Publication date: 
In June, a ten-member team of experts from CTU, University of Pardubice, VŠB-TUO and ČZU completed a CESNET Development Fund project focused on cybersecurity of public universities under the title "Creation of methodologies and documentation in the field of cybersecurity in the environment of higher education institutions". Its aim was to help other universities to implement the measures set out in the Cybersecurity Decree, which applies to universities as public authorities.

The current legislation classifies universities as public authorities and, on the basis of the determining criteria in Decree No.317/2014 Coll. for operators and administrators of important information systems, as obligatory subjects under Act No. 181/2014 Coll. At the same time, this imposes on universities the obligation to implement an Information Security Management System (ISMS) and, in relation to the NCSIB, specifically: reporting contact details and changes to them to the obliged entity, implementing security measures (organisational measures, technical measures), maintaining security documentation, reporting cyber security incidents to the Office (NCSIB), implementing reactive and protective measures imposed by the Office.

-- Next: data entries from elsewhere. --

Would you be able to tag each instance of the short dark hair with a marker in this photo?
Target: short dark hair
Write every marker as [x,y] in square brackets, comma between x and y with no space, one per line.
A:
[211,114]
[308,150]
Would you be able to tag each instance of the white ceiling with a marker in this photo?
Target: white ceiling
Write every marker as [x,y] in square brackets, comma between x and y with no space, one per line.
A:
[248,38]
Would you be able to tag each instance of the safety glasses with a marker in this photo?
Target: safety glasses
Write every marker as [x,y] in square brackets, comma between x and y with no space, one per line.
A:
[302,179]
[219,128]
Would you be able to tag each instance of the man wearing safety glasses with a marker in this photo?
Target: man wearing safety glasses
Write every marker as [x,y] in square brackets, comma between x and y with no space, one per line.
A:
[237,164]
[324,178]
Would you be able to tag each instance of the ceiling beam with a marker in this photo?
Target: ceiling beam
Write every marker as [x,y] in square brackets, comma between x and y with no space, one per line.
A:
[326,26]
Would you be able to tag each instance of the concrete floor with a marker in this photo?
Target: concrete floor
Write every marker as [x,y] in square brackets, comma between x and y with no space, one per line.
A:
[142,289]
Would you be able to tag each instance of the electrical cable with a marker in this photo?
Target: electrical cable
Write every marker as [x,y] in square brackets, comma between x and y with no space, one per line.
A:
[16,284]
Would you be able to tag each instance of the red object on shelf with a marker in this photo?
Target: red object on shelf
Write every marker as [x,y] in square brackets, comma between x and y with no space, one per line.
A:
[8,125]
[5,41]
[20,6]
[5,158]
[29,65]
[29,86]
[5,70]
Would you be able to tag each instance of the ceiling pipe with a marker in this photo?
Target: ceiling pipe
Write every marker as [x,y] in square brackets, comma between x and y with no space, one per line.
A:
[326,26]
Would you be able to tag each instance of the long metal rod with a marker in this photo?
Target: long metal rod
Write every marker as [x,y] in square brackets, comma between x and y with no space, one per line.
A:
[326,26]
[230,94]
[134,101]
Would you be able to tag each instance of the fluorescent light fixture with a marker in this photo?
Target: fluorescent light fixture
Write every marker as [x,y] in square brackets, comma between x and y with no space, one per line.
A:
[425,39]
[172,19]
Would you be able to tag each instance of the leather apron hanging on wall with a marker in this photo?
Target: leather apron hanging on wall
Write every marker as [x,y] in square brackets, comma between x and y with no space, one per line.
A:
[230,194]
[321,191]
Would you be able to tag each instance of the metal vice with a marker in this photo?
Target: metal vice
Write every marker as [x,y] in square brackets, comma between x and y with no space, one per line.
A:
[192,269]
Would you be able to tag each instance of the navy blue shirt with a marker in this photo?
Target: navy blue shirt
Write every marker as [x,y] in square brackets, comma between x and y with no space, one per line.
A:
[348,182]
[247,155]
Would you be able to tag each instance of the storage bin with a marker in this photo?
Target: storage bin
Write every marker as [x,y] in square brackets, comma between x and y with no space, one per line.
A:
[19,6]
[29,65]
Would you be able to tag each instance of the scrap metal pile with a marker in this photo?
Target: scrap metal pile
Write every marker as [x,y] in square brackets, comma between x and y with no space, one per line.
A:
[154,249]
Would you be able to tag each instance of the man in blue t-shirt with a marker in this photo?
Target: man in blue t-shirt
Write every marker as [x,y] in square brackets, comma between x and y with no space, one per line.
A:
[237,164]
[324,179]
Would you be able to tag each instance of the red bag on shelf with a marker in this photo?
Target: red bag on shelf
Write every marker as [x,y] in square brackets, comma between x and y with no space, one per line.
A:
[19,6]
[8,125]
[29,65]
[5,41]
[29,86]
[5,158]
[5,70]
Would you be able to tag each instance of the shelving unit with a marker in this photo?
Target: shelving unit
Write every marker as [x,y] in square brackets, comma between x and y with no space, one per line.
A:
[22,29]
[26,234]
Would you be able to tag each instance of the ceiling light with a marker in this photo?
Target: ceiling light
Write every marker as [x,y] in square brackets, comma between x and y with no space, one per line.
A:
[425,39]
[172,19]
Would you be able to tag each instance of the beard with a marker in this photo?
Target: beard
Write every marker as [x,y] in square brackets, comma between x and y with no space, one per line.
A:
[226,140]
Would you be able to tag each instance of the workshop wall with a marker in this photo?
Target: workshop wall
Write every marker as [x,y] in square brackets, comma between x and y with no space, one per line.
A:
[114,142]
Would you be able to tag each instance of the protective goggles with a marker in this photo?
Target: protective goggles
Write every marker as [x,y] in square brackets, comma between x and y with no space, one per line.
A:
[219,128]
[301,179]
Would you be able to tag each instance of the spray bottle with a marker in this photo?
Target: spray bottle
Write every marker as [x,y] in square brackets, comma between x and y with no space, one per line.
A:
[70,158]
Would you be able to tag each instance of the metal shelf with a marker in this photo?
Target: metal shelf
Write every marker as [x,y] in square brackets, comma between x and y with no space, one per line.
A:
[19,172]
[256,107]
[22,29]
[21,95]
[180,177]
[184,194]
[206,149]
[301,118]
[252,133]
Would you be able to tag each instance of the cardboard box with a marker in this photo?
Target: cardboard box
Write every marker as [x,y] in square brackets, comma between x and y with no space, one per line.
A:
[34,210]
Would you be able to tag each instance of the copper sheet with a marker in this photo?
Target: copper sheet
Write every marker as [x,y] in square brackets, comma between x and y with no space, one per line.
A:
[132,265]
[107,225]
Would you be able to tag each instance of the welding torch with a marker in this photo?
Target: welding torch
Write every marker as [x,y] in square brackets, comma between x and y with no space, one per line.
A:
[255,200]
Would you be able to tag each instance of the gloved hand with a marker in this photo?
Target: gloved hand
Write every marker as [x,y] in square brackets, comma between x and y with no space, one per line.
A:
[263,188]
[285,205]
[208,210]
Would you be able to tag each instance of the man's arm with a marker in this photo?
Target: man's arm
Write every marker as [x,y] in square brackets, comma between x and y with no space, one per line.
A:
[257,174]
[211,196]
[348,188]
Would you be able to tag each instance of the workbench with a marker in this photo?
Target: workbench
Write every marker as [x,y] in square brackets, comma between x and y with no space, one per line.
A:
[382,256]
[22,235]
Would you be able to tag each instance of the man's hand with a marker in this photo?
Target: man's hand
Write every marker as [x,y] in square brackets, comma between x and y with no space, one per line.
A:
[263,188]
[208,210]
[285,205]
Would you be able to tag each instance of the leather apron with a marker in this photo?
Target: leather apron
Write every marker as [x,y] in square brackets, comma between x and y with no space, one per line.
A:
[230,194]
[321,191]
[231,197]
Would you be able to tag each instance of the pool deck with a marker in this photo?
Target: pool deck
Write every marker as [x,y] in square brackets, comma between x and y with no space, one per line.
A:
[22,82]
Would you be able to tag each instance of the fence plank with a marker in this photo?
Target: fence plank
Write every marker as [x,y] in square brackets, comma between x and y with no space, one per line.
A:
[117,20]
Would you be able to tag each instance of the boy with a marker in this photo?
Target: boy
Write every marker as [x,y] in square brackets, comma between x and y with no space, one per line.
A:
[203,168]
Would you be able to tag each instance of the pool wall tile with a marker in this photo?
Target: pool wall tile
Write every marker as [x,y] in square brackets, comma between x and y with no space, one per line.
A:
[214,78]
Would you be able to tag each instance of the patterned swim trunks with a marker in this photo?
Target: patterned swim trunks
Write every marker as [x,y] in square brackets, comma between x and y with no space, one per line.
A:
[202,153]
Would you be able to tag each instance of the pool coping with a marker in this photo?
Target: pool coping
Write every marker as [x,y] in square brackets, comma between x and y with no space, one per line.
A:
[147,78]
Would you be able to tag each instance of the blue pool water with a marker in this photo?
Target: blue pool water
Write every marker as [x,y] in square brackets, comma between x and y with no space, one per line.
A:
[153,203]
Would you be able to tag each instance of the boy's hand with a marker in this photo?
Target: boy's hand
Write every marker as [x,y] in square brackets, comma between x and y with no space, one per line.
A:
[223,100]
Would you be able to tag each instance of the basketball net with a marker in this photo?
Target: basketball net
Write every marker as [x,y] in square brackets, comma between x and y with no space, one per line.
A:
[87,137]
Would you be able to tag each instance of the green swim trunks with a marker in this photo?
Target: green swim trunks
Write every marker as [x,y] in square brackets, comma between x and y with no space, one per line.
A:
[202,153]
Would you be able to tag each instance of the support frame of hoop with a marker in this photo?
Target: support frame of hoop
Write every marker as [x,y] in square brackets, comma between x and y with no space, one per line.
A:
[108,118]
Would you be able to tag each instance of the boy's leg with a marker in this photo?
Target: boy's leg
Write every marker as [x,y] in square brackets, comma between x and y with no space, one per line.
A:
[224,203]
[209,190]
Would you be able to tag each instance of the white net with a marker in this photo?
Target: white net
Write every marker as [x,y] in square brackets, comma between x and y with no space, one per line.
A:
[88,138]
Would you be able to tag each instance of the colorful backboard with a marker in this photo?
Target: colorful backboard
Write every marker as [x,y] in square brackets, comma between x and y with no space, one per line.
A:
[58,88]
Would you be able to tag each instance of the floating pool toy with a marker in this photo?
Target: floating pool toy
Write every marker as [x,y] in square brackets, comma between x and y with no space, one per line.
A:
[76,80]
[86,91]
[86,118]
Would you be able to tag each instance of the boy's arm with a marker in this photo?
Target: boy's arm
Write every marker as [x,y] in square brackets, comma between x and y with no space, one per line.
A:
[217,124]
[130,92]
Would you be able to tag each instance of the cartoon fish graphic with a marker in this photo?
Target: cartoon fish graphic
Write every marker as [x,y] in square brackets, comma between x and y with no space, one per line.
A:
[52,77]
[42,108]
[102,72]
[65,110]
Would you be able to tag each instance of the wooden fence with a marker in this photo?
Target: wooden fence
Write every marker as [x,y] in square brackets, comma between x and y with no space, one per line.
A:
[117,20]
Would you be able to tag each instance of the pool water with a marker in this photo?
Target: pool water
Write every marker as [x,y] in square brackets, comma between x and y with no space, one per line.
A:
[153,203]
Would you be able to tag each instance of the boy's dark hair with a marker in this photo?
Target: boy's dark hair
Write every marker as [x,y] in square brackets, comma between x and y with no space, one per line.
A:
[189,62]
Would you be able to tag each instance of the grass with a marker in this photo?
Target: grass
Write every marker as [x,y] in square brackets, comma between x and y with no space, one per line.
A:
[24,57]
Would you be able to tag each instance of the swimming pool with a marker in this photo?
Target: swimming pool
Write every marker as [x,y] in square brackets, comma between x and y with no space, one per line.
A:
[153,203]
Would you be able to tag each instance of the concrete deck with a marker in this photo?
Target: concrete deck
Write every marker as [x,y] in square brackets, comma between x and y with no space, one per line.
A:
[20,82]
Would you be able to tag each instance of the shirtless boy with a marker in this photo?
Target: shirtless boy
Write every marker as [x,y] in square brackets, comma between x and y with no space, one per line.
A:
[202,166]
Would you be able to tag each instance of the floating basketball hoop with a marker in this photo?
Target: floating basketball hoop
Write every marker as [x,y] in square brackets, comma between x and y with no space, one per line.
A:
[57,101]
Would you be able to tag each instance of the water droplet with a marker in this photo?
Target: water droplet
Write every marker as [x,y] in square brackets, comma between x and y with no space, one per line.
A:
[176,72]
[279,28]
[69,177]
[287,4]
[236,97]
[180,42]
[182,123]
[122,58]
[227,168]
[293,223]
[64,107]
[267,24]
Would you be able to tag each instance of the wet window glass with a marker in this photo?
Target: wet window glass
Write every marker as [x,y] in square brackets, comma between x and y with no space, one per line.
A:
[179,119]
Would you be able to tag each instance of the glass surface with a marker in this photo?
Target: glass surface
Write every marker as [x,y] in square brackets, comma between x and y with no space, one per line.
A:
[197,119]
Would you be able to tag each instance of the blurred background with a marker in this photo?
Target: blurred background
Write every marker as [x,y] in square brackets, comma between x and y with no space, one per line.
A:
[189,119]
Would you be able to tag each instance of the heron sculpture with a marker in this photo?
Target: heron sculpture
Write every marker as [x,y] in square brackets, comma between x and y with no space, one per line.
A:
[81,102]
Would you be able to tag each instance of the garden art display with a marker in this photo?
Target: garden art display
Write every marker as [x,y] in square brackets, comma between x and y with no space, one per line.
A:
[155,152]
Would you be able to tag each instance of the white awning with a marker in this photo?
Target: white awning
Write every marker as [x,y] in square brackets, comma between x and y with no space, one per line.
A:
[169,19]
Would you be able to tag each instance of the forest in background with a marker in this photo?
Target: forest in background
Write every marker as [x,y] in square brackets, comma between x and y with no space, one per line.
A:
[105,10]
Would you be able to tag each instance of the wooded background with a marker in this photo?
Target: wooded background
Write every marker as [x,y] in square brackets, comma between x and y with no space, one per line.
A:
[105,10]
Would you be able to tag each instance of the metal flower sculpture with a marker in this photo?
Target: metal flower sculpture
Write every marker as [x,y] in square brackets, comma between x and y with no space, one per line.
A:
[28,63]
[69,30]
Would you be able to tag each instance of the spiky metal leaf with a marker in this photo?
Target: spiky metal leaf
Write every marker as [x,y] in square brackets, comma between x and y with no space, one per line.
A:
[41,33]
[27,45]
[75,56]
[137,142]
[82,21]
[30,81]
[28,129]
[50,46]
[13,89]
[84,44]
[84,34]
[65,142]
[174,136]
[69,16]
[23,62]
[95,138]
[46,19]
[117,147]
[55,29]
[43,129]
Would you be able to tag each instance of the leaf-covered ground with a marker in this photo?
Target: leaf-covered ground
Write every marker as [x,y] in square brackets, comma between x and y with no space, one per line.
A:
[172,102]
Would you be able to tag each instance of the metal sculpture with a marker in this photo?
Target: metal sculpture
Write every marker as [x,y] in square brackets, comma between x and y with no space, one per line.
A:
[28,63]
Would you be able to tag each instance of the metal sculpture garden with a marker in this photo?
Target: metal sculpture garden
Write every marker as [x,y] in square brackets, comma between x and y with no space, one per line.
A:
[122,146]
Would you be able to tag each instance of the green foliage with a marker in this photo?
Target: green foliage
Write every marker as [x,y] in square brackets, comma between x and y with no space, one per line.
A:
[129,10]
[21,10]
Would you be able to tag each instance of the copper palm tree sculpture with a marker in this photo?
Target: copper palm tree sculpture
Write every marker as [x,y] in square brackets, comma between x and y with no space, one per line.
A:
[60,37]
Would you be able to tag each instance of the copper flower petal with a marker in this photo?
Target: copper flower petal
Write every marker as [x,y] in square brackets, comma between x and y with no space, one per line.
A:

CTU submitted a project under the CESNET Development Fund that focused on the development of methodologies, implementation of security documentation, a functioning mechanism for staff training and risk analysis management in the public university environment. "We believe that these measures will help universities to meet the two important requirements mentioned above, namely maintaining security documentation and implementing security measures. Risk analysis is also an integral part of the organizational measures as a guide to determine the requirements for security measures and training," says Ing. Jiří Richter from the Quality and Information System Department of the CTU Rectorate.

The project was based on solutions developed at all four universities. Some of the materials were redesigned within the project to be as responsive as possible to the academic environment of public universities.

Revised methodologies for asset identification and assessment, risk analysis methodology, sample documents for the introduction of mandatory roles under the Cybersecurity Act, sample guidelines for the creation of a security policy and sample courses for cybersecurity training on the Moodle platform will be made available to other universities as output materials. The resulting solutions should help other universities to speed up the process of implementing the requirements of Act No. 181/2014 Coll., i.e. the Cybersecurity Act.